On Sunday, Marcella Hazan, Italy’s greatest gift to home cooks everywhere, died at the age of 89. The world is diminished. And I know I’m not alone in paying tribute in a way she would have appreciated: by cooking. There’s an armload of basil in the refrigerator, just waiting to be transformed into pesto, what she called the most seductive of all sauces for pasta. There’s a bottle on the counter, too. I favor Old Forester over Marcella’s Jack Daniel’s, but, after all, nobody’s perfect.

I know the recipe by heart, but that doesn’t stop me from taking down The Essentials of Classic Italian Cooking from the shelf. Published in 1993, it was an updated compilation of Marcella’s earlier Classic Italian Cook Book (1973) and More Classic Italian Cooking (1979). Aside from 50 new recipes, additions included a chapter called “Fundamentals,” a treasure trove of information about ingredients and how they respond to different cooking techniques.

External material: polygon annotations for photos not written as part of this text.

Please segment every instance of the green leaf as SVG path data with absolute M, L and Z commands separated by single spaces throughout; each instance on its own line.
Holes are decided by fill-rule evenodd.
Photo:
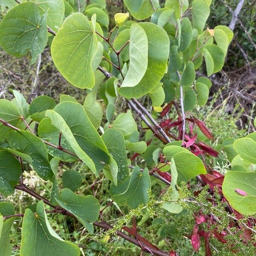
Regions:
M 89 233 L 93 233 L 93 227 L 89 222 L 94 222 L 99 218 L 100 207 L 98 199 L 92 195 L 80 195 L 64 189 L 61 199 L 56 200 L 61 207 L 73 214 Z
M 12 102 L 16 105 L 19 109 L 20 116 L 25 119 L 29 116 L 29 105 L 28 104 L 24 96 L 16 90 L 12 90 L 15 99 L 12 100 Z
M 207 52 L 206 50 L 207 50 Z M 224 65 L 225 60 L 225 55 L 221 48 L 215 44 L 211 44 L 205 46 L 203 52 L 207 70 L 207 76 L 209 76 L 212 73 L 221 70 Z
M 85 15 L 88 16 L 89 19 L 91 19 L 94 14 L 96 15 L 96 21 L 102 27 L 108 28 L 109 23 L 108 15 L 106 12 L 99 8 L 93 7 L 86 9 L 85 12 Z
M 3 216 L 13 215 L 15 214 L 14 205 L 8 202 L 1 202 L 0 203 L 0 214 Z
M 102 163 L 109 163 L 109 156 L 83 106 L 79 103 L 64 102 L 54 110 L 47 110 L 46 116 L 61 132 L 79 158 L 97 175 L 103 167 Z M 70 115 L 70 113 L 73 114 Z
M 108 129 L 102 139 L 108 152 L 116 162 L 117 173 L 111 173 L 114 183 L 121 183 L 129 176 L 127 155 L 125 151 L 125 138 L 122 133 L 116 128 Z
M 38 133 L 40 138 L 54 145 L 58 145 L 60 131 L 52 125 L 49 118 L 44 118 L 40 122 L 38 125 Z M 61 144 L 63 148 L 75 154 L 75 151 L 64 136 L 61 136 Z M 57 148 L 48 145 L 46 145 L 46 148 L 49 154 L 51 156 L 59 157 L 61 160 L 64 162 L 73 162 L 77 160 L 77 157 L 61 151 Z
M 206 84 L 209 89 L 212 87 L 212 81 L 207 77 L 199 77 L 196 79 L 197 82 L 202 83 Z
M 34 99 L 29 106 L 30 117 L 35 121 L 40 122 L 45 116 L 47 109 L 53 109 L 56 106 L 53 99 L 46 95 L 39 96 Z
M 22 122 L 20 113 L 17 108 L 12 102 L 3 99 L 0 99 L 0 118 L 15 126 Z M 0 141 L 4 141 L 12 131 L 12 128 L 0 122 Z
M 164 102 L 165 95 L 162 85 L 162 83 L 159 83 L 157 86 L 148 93 L 152 101 L 152 107 L 159 107 Z
M 148 38 L 148 67 L 145 75 L 136 86 L 119 88 L 120 94 L 128 98 L 144 95 L 158 84 L 166 71 L 169 55 L 169 38 L 162 28 L 149 22 L 138 25 L 145 30 Z
M 167 146 L 163 154 L 171 161 L 173 157 L 178 173 L 177 183 L 187 182 L 207 172 L 202 160 L 187 149 L 178 146 Z
M 50 201 L 54 205 L 58 205 L 58 204 L 57 201 L 55 200 L 55 198 L 60 197 L 60 190 L 57 179 L 58 170 L 60 160 L 60 157 L 53 157 L 50 161 L 50 165 L 53 173 L 53 176 L 51 179 L 51 181 L 52 183 L 52 186 L 51 192 Z
M 191 61 L 189 61 L 181 74 L 180 84 L 184 87 L 190 86 L 195 79 L 195 72 L 194 64 Z
M 78 247 L 62 240 L 49 223 L 43 201 L 37 204 L 36 215 L 26 210 L 21 232 L 20 256 L 79 256 Z
M 7 196 L 14 192 L 14 186 L 21 174 L 21 166 L 15 157 L 5 150 L 0 150 L 0 192 Z
M 164 5 L 164 7 L 167 8 L 170 8 L 175 11 L 175 14 L 177 19 L 180 18 L 180 3 L 182 4 L 182 14 L 183 14 L 186 9 L 189 8 L 188 0 L 166 0 Z
M 176 23 L 176 17 L 174 10 L 163 11 L 159 16 L 157 20 L 157 26 L 163 28 L 168 23 L 175 24 Z
M 134 87 L 144 76 L 148 67 L 148 38 L 144 30 L 137 24 L 133 24 L 130 29 L 130 62 L 129 69 L 119 89 Z
M 32 2 L 15 6 L 0 23 L 0 45 L 11 55 L 22 57 L 29 51 L 31 64 L 44 50 L 48 39 L 46 15 L 41 18 L 38 9 Z
M 73 7 L 70 5 L 69 3 L 65 0 L 64 0 L 64 4 L 65 5 L 65 17 L 67 17 L 70 15 L 74 13 L 75 10 Z
M 60 103 L 64 101 L 71 101 L 73 102 L 78 103 L 78 102 L 73 97 L 67 94 L 61 94 L 60 96 Z
M 82 175 L 75 170 L 68 170 L 62 175 L 63 187 L 75 192 L 82 185 Z
M 95 93 L 89 93 L 85 98 L 83 106 L 92 123 L 96 129 L 98 129 L 102 119 L 103 112 L 101 106 L 96 100 L 96 98 Z
M 127 205 L 134 209 L 148 201 L 148 190 L 151 187 L 150 177 L 147 168 L 141 172 L 135 166 L 131 174 L 127 189 L 122 194 L 114 195 L 113 200 L 117 204 Z
M 203 0 L 193 0 L 192 6 L 193 27 L 199 34 L 203 32 L 205 23 L 210 14 L 210 8 Z
M 159 5 L 158 0 L 124 0 L 124 3 L 131 15 L 140 20 L 150 17 L 154 13 L 152 4 L 156 9 Z
M 114 16 L 115 21 L 117 24 L 119 24 L 125 21 L 129 17 L 129 12 L 122 13 L 118 12 L 116 13 Z
M 142 154 L 147 149 L 147 143 L 145 141 L 140 141 L 136 143 L 132 143 L 129 140 L 125 140 L 125 148 L 128 150 Z
M 179 55 L 178 47 L 174 45 L 170 49 L 168 73 L 174 73 L 178 70 L 182 65 L 182 61 Z
M 206 84 L 196 82 L 195 90 L 198 94 L 198 101 L 199 106 L 204 106 L 207 103 L 209 96 L 209 89 Z
M 113 47 L 116 51 L 119 51 L 125 43 L 130 40 L 130 29 L 127 29 L 122 31 L 117 35 L 114 42 Z M 128 44 L 122 50 L 120 56 L 124 61 L 129 60 L 130 58 L 129 49 L 130 45 Z
M 47 25 L 57 31 L 63 22 L 65 5 L 62 0 L 36 0 L 40 15 L 47 15 Z
M 228 38 L 225 32 L 221 29 L 214 29 L 214 39 L 217 45 L 226 56 L 228 48 Z
M 181 21 L 180 51 L 184 52 L 188 49 L 192 41 L 192 35 L 191 23 L 188 18 L 185 17 Z
M 233 145 L 234 148 L 243 159 L 256 164 L 256 142 L 250 138 L 237 140 Z
M 38 175 L 45 180 L 52 176 L 44 143 L 38 137 L 26 131 L 14 131 L 8 140 L 7 149 L 32 165 Z
M 238 189 L 246 195 L 243 195 Z M 256 213 L 256 172 L 228 172 L 224 177 L 222 191 L 235 210 L 244 215 Z
M 106 82 L 106 90 L 111 97 L 116 98 L 117 96 L 118 84 L 118 79 L 114 76 L 109 78 Z
M 16 6 L 17 4 L 17 3 L 15 0 L 0 0 L 0 7 L 6 7 L 9 10 Z
M 137 129 L 137 124 L 130 110 L 119 115 L 111 124 L 111 127 L 121 131 L 124 136 L 130 134 Z
M 95 77 L 92 61 L 98 43 L 94 29 L 81 13 L 74 13 L 64 21 L 51 47 L 54 64 L 73 85 L 91 88 Z
M 204 56 L 206 65 L 207 75 L 210 76 L 213 73 L 214 70 L 214 62 L 212 55 L 207 49 L 204 49 Z
M 239 155 L 236 156 L 231 162 L 232 169 L 238 165 L 241 165 L 246 169 L 247 172 L 256 172 L 256 165 L 253 165 L 250 163 L 243 159 Z
M 172 181 L 170 187 L 172 189 L 174 199 L 177 199 L 180 197 L 179 192 L 176 190 L 176 185 L 177 184 L 178 173 L 176 167 L 175 162 L 173 158 L 171 160 L 171 174 L 172 175 Z M 163 204 L 163 208 L 172 213 L 179 213 L 183 210 L 183 207 L 177 202 L 166 203 Z
M 10 256 L 12 246 L 10 243 L 10 231 L 15 218 L 11 218 L 3 221 L 3 216 L 0 216 L 0 246 L 1 256 Z
M 221 29 L 224 32 L 225 32 L 226 35 L 227 37 L 227 39 L 228 41 L 228 44 L 229 45 L 231 42 L 232 39 L 233 39 L 233 36 L 234 33 L 232 30 L 231 30 L 229 28 L 226 26 L 217 26 L 214 28 L 214 32 L 215 34 L 215 30 L 216 29 Z

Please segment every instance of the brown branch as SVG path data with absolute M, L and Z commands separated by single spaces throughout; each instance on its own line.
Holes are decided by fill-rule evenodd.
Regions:
M 63 208 L 62 207 L 61 207 L 60 206 L 56 206 L 52 205 L 49 200 L 48 200 L 46 198 L 44 198 L 44 197 L 41 196 L 40 195 L 38 195 L 38 194 L 37 194 L 37 193 L 36 193 L 35 192 L 33 191 L 33 190 L 32 190 L 29 188 L 27 187 L 26 185 L 17 185 L 17 186 L 15 186 L 15 187 L 17 189 L 21 190 L 22 191 L 24 191 L 24 192 L 26 192 L 26 193 L 27 193 L 29 195 L 30 195 L 32 196 L 33 197 L 34 197 L 34 198 L 38 199 L 39 200 L 43 200 L 44 202 L 46 204 L 47 204 L 48 205 L 49 205 L 51 207 L 55 209 L 53 210 L 53 211 L 48 211 L 48 213 L 57 212 L 57 213 L 61 213 L 61 214 L 62 214 L 63 215 L 69 216 L 70 217 L 72 217 L 73 218 L 76 218 L 76 217 L 72 213 L 69 212 L 68 212 L 66 210 L 65 210 L 65 209 L 64 209 L 64 208 Z M 18 214 L 18 215 L 17 215 L 17 216 L 18 216 L 19 217 L 23 217 L 24 215 L 22 214 Z M 11 217 L 12 217 L 12 216 Z M 13 216 L 13 217 L 14 217 L 14 216 Z M 9 218 L 11 218 L 11 217 L 9 217 Z M 96 227 L 101 227 L 105 230 L 110 230 L 112 228 L 112 227 L 111 225 L 109 225 L 109 224 L 108 224 L 108 223 L 107 223 L 106 222 L 105 222 L 105 221 L 102 221 L 102 222 L 95 221 L 94 223 L 93 223 L 93 224 L 94 226 L 96 226 Z M 138 241 L 136 239 L 134 239 L 131 237 L 131 236 L 128 236 L 128 235 L 126 235 L 125 233 L 124 233 L 123 232 L 122 232 L 122 231 L 116 231 L 116 233 L 119 236 L 122 237 L 124 239 L 132 243 L 132 244 L 134 244 L 137 245 L 137 246 L 138 246 L 138 247 L 140 247 L 141 249 L 143 249 L 143 248 L 142 248 L 141 244 L 142 244 L 144 247 L 145 246 L 145 245 L 144 245 L 144 244 L 143 244 L 143 243 L 142 243 L 141 241 L 140 241 L 140 243 L 138 242 Z M 145 241 L 146 241 L 145 239 Z M 140 243 L 141 244 L 140 244 Z M 147 252 L 148 252 L 148 251 L 147 251 L 146 250 L 146 249 L 143 249 L 143 250 L 145 250 L 145 251 L 147 251 Z M 159 249 L 158 248 L 157 250 L 156 249 L 152 249 L 152 248 L 151 248 L 150 250 L 155 255 L 156 255 L 157 256 L 169 256 L 169 254 L 168 253 L 163 252 L 163 251 L 160 250 L 160 249 Z

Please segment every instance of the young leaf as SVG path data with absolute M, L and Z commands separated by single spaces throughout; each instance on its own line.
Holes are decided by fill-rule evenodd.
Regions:
M 92 61 L 97 52 L 95 32 L 86 16 L 74 13 L 64 21 L 51 47 L 54 64 L 73 85 L 84 89 L 94 85 Z
M 64 19 L 65 6 L 62 0 L 36 0 L 40 15 L 47 15 L 47 24 L 54 31 L 60 28 Z
M 177 19 L 180 18 L 180 14 L 184 13 L 189 7 L 188 0 L 166 0 L 164 5 L 164 7 L 166 8 L 170 8 L 175 11 L 175 14 Z M 181 12 L 180 11 L 180 3 L 182 3 Z
M 244 193 L 237 192 L 240 190 Z M 256 172 L 228 172 L 225 175 L 222 191 L 235 210 L 244 215 L 256 213 Z
M 125 180 L 129 175 L 125 138 L 121 131 L 111 128 L 105 131 L 102 139 L 109 154 L 117 164 L 118 173 L 111 174 L 114 183 L 116 185 Z
M 188 49 L 192 41 L 192 35 L 191 23 L 189 20 L 185 17 L 181 22 L 180 51 L 185 52 Z
M 83 106 L 92 123 L 96 129 L 98 129 L 102 119 L 103 111 L 96 98 L 95 93 L 89 93 L 85 98 Z
M 178 173 L 178 183 L 187 182 L 199 174 L 206 174 L 202 160 L 187 149 L 178 146 L 165 147 L 163 154 L 170 161 L 174 160 Z
M 0 150 L 0 192 L 7 196 L 14 192 L 14 186 L 21 174 L 21 166 L 13 155 L 5 150 Z
M 79 256 L 78 247 L 62 240 L 49 223 L 43 201 L 36 207 L 36 214 L 29 209 L 26 210 L 21 232 L 20 256 L 51 255 Z
M 140 167 L 136 166 L 133 170 L 126 191 L 122 194 L 113 195 L 113 199 L 117 204 L 136 209 L 139 205 L 145 205 L 148 202 L 148 190 L 150 187 L 150 177 L 147 168 L 141 172 Z
M 31 64 L 44 50 L 48 39 L 46 15 L 41 17 L 32 2 L 15 6 L 0 23 L 0 45 L 9 54 L 16 57 L 31 54 Z
M 204 0 L 193 0 L 192 8 L 193 27 L 201 34 L 210 14 L 210 8 Z
M 77 195 L 68 189 L 62 189 L 61 199 L 55 199 L 61 207 L 73 214 L 89 233 L 93 233 L 93 226 L 90 222 L 96 221 L 99 218 L 100 207 L 98 199 L 90 195 Z
M 122 84 L 123 87 L 137 85 L 145 75 L 148 67 L 148 38 L 144 30 L 137 24 L 130 29 L 130 63 L 129 69 Z

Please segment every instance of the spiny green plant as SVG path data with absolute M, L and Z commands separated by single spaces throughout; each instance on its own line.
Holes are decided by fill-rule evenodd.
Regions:
M 12 101 L 0 100 L 0 192 L 6 196 L 20 190 L 39 200 L 27 206 L 25 213 L 15 212 L 8 202 L 0 203 L 2 251 L 10 254 L 9 231 L 14 218 L 21 217 L 21 256 L 79 255 L 76 244 L 62 240 L 51 227 L 47 214 L 56 214 L 76 219 L 90 233 L 96 226 L 107 231 L 107 239 L 116 234 L 138 246 L 142 253 L 175 255 L 171 245 L 164 251 L 139 235 L 134 217 L 141 217 L 144 210 L 146 218 L 184 214 L 187 202 L 200 209 L 193 210 L 196 223 L 189 237 L 195 250 L 199 249 L 202 237 L 210 255 L 210 238 L 225 243 L 227 235 L 218 234 L 234 223 L 238 224 L 233 232 L 242 230 L 246 237 L 241 242 L 246 243 L 256 232 L 254 219 L 244 221 L 239 212 L 255 213 L 251 203 L 256 198 L 255 173 L 251 172 L 256 163 L 255 134 L 234 143 L 233 148 L 239 154 L 234 159 L 244 162 L 235 165 L 224 178 L 206 161 L 206 157 L 218 157 L 218 153 L 198 139 L 196 128 L 209 140 L 213 140 L 212 134 L 188 112 L 197 104 L 206 104 L 212 85 L 208 78 L 196 78 L 195 70 L 205 67 L 210 76 L 221 69 L 233 32 L 222 26 L 204 29 L 210 0 L 167 0 L 163 8 L 157 0 L 125 0 L 133 17 L 138 20 L 150 17 L 150 22 L 136 22 L 128 20 L 129 13 L 117 13 L 116 25 L 110 31 L 105 1 L 87 2 L 0 2 L 5 12 L 0 23 L 2 47 L 17 57 L 30 54 L 33 64 L 48 44 L 60 73 L 87 94 L 83 105 L 67 95 L 61 95 L 58 103 L 42 95 L 29 104 L 15 90 Z M 151 113 L 140 102 L 146 95 L 151 99 Z M 106 106 L 106 122 L 98 97 Z M 115 118 L 115 102 L 120 97 L 130 109 Z M 132 111 L 143 121 L 140 128 L 146 131 L 145 134 L 138 131 L 140 122 Z M 143 168 L 132 163 L 141 154 Z M 60 163 L 78 161 L 96 178 L 102 172 L 109 180 L 112 201 L 105 207 L 96 198 L 94 183 L 93 195 L 76 193 L 81 180 L 76 171 L 64 173 L 60 189 Z M 52 183 L 50 198 L 24 183 L 28 166 Z M 196 199 L 186 196 L 188 192 L 180 184 L 187 183 L 192 188 L 196 177 L 201 189 L 209 185 L 203 189 L 209 191 L 209 195 L 201 192 Z M 152 196 L 154 185 L 162 189 L 160 195 L 156 193 L 160 196 L 157 201 Z M 113 202 L 131 211 L 112 226 L 105 221 L 104 211 Z M 221 223 L 218 209 L 231 221 Z M 124 226 L 131 218 L 133 228 Z M 206 227 L 199 230 L 200 224 L 207 224 L 208 228 L 218 220 L 221 224 L 214 226 L 218 232 Z M 240 252 L 239 248 L 236 250 Z

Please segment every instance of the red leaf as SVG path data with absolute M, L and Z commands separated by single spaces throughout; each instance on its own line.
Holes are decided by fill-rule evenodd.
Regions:
M 159 124 L 159 125 L 160 127 L 162 127 L 162 128 L 163 128 L 164 127 L 167 126 L 168 125 L 169 125 L 171 123 L 171 122 L 172 121 L 173 119 L 173 118 L 169 118 L 169 119 L 165 120 L 162 122 L 161 122 Z
M 197 134 L 195 134 L 189 140 L 188 140 L 187 143 L 186 143 L 186 148 L 189 148 L 190 146 L 192 146 L 196 140 L 197 137 Z
M 161 112 L 161 114 L 160 114 L 161 116 L 163 116 L 165 115 L 166 115 L 171 109 L 171 108 L 172 108 L 172 106 L 173 104 L 173 102 L 171 102 L 169 103 L 166 107 L 163 108 L 163 111 Z
M 200 237 L 198 235 L 198 226 L 195 224 L 193 229 L 193 232 L 191 236 L 191 244 L 193 249 L 196 251 L 198 251 L 200 248 Z
M 246 193 L 246 192 L 244 192 L 244 191 L 241 190 L 241 189 L 235 189 L 235 192 L 239 195 L 247 195 L 247 193 Z
M 201 131 L 211 140 L 213 140 L 213 135 L 206 127 L 204 123 L 198 119 L 195 118 L 195 122 Z

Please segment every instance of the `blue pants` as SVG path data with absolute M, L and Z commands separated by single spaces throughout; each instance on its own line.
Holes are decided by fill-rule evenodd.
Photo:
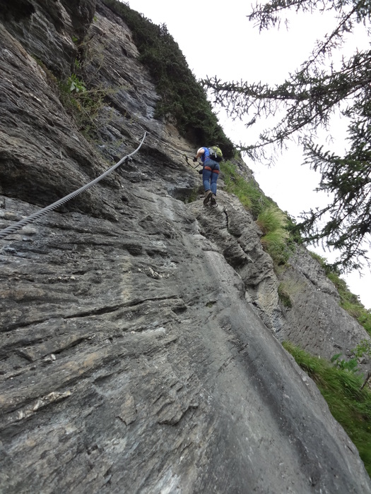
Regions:
M 202 181 L 205 192 L 211 189 L 211 192 L 216 195 L 216 182 L 220 171 L 219 163 L 210 158 L 205 161 L 202 170 Z

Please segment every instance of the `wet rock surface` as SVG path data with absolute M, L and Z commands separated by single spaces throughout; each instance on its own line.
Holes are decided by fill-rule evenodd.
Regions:
M 72 4 L 58 3 L 66 32 Z M 282 276 L 309 284 L 283 309 L 253 219 L 222 180 L 218 207 L 204 207 L 182 157 L 192 145 L 153 120 L 158 96 L 131 33 L 100 2 L 86 71 L 120 89 L 86 140 L 19 35 L 43 4 L 22 4 L 35 12 L 0 25 L 0 227 L 148 134 L 112 176 L 0 241 L 1 493 L 371 492 L 355 447 L 278 341 L 315 340 L 325 356 L 353 344 L 350 332 L 364 336 L 340 328 L 349 318 L 332 285 L 299 253 Z M 59 54 L 54 66 L 67 66 Z

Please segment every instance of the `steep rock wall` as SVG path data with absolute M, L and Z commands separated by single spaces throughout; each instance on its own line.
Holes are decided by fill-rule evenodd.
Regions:
M 66 32 L 73 4 L 55 3 Z M 3 226 L 149 134 L 124 168 L 1 241 L 1 492 L 371 492 L 354 445 L 276 337 L 300 338 L 304 320 L 314 331 L 315 290 L 306 313 L 299 299 L 285 313 L 237 199 L 220 191 L 216 210 L 179 200 L 199 186 L 177 152 L 192 146 L 153 120 L 158 96 L 121 19 L 98 2 L 87 31 L 87 73 L 118 88 L 93 145 L 30 56 L 39 32 L 19 34 L 49 22 L 43 2 L 28 5 L 0 27 Z M 52 56 L 44 44 L 42 61 L 67 70 L 73 50 Z M 329 283 L 300 256 L 284 276 Z M 330 336 L 321 322 L 319 351 L 348 344 L 346 330 Z

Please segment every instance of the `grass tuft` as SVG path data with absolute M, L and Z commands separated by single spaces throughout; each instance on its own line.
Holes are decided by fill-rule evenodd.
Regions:
M 284 348 L 318 386 L 334 417 L 358 450 L 371 476 L 371 391 L 360 374 L 331 365 L 288 342 Z

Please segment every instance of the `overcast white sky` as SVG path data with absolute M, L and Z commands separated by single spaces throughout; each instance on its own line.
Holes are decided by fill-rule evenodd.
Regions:
M 174 4 L 170 0 L 129 0 L 130 7 L 155 24 L 166 24 L 178 43 L 196 78 L 218 76 L 222 80 L 280 83 L 305 61 L 316 40 L 329 32 L 334 23 L 331 12 L 312 16 L 291 14 L 288 30 L 282 26 L 261 33 L 247 20 L 251 3 L 228 0 L 218 4 L 211 0 L 187 0 Z M 213 28 L 213 26 L 215 26 Z M 348 53 L 369 47 L 365 30 L 360 27 L 348 40 Z M 220 123 L 235 143 L 250 144 L 252 130 L 240 122 L 232 122 L 220 114 Z M 336 127 L 336 141 L 331 145 L 341 154 L 345 145 L 344 126 Z M 302 153 L 290 146 L 272 167 L 245 159 L 264 193 L 279 207 L 298 218 L 302 211 L 326 203 L 324 194 L 314 189 L 319 176 L 306 167 Z M 320 248 L 310 247 L 329 260 L 336 255 Z M 353 272 L 343 277 L 351 291 L 363 305 L 371 308 L 371 273 L 365 267 L 363 276 Z

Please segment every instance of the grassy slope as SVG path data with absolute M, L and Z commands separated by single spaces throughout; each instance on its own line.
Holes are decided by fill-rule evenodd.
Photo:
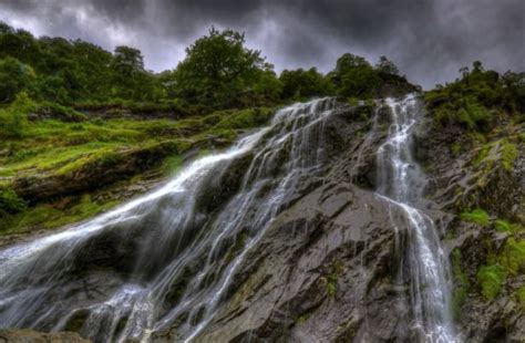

Marcella’s singular voice was famously translated into prose by her husband, Victor. Open the book to any page, and you begin to gain insight into the Italian art of making something transcendent out of the simplest everyday ingredients.

A classic example of what I mean is Finocchio in Insalata, my go-to salad after roast pork loin or other rich meats. “No vinegar or lemon juice is used on raw finocchio when it is served alone,” the note reads. And so you cut a fennel bulb into the thinnest possible rings, soak them in a couple of changes of cold water, dry them, then “toss in a serving bowl with salt, enough olive oil to coat well, and liberal grindings of black pepper.” In Amarcord, Marcella’s autobiography, she recounted that this salad was part of the lunch she served Craig Claiborne in 1970. He was enchanted. And Marcella, a biologist who had left life in Italy to marry Victor, a New Yorker, was propelled into a new career.

Because Marcella’s recipes are delicious and virtually foolproof, practically everyone has at least one favorite, and the New York Times is compiling a wonderful assortment of them. (Somewhere, Craig Claiborne is smiling.) I think the first chicken I ever cooked was her Roast Chicken with Two Lemons, and I love it still. Her Meatballs and Tomatoes? My husband’s first and only meatball recipe. And odds are the most Googled recipe of all time is Tomato Sauce with Onion and Butter, which has (aside from pasta and Parm) just four ingredients: fresh or canned tomatoes, an onion, five tablespoons butter, and salt. Its fame continues to grow; if only someone had remembered to tuck a copy inside Voyager 1, it could have gone interstellar.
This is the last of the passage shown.